• Natural Gas News

    Baltic Pipe Secures First Permit

Summary

The Polish-led project hopes to start construction next year.

by: Tim Gosling

Posted in:

Natural Gas & LNG News, Europe, Liquefied Natural Gas (LNG), Political, Intergovernmental agreements, Supply/Demand, Baltic Focus, TSO, Infrastructure, Pipelines, News By Country, EU, Denmark, Poland

Baltic Pipe Secures First Permit

Baltic Pipe has secured its first permit, Polish TSO Gaz-System announced May 16.

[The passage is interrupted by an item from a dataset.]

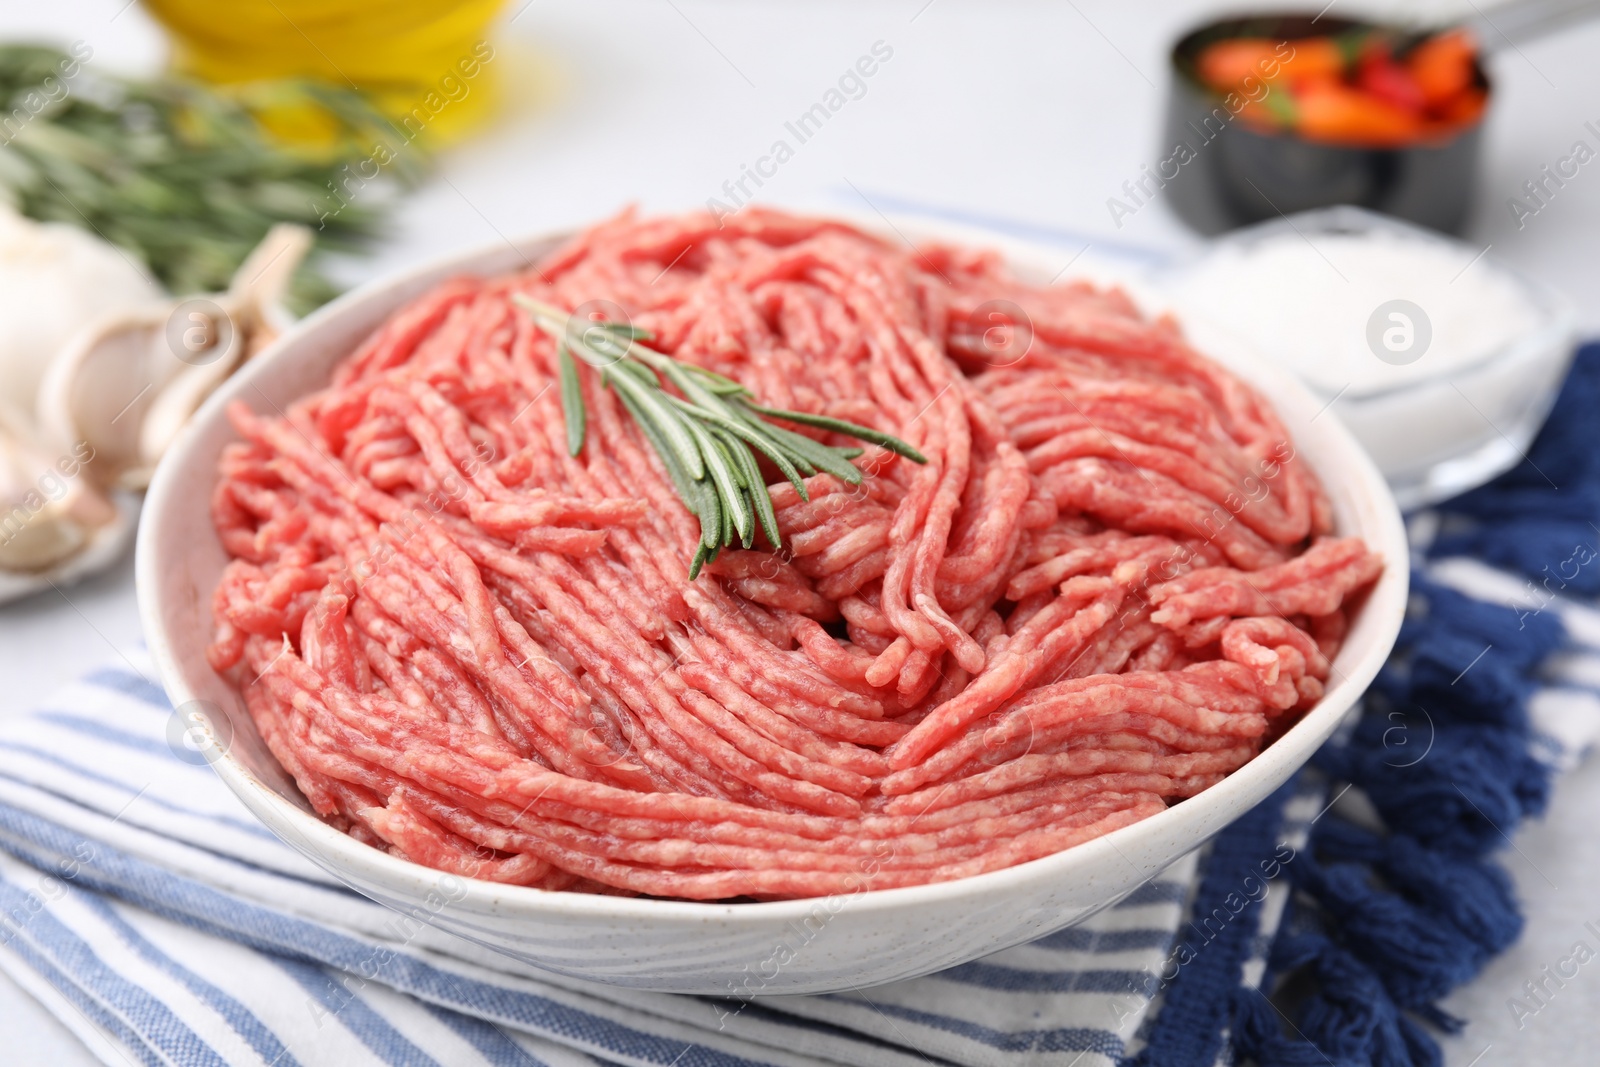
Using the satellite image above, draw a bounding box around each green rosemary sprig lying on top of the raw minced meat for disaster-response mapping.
[512,293,928,581]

The Polish onshore section of the route, which will ship gas to the central European country from the Norwegian shelf via Denmark, was granted “a location decision” by the region of Wielkopolska in north-west Poland May 15, the company said. Polish officials have said they hope to launch construction in mid-2020.

“This is the first location decision for the project under the Baltic Pipe program,” Gaz-System noted.

The 10bn m³/yr line, which will complement the Swinoujscie LNG terminal in the same corner of the country, is planned to allow Poland to reduce its reliance on Russian imports, or even drop them altogether when the pair's long-term contract expires in 2022, although that appears ambitious. Gaz-System and Danish partner Energinet signed off on €215mn in EU funding for Baltic Pipe in April.

The permit is one of three needed for the construction of the 191-km Goleniow-Lwowek gas pipeline, that will expand the capacity of the network connections to Baltic Pipe and Swinoujscie. Licences are yet to be issued by the Zachodniopomorskie and Lubuskie regions.

Baltic Pipe consists of a further four sections that will feature new and existing pipelines across Denmark and new links beneath the Baltic and North Seas.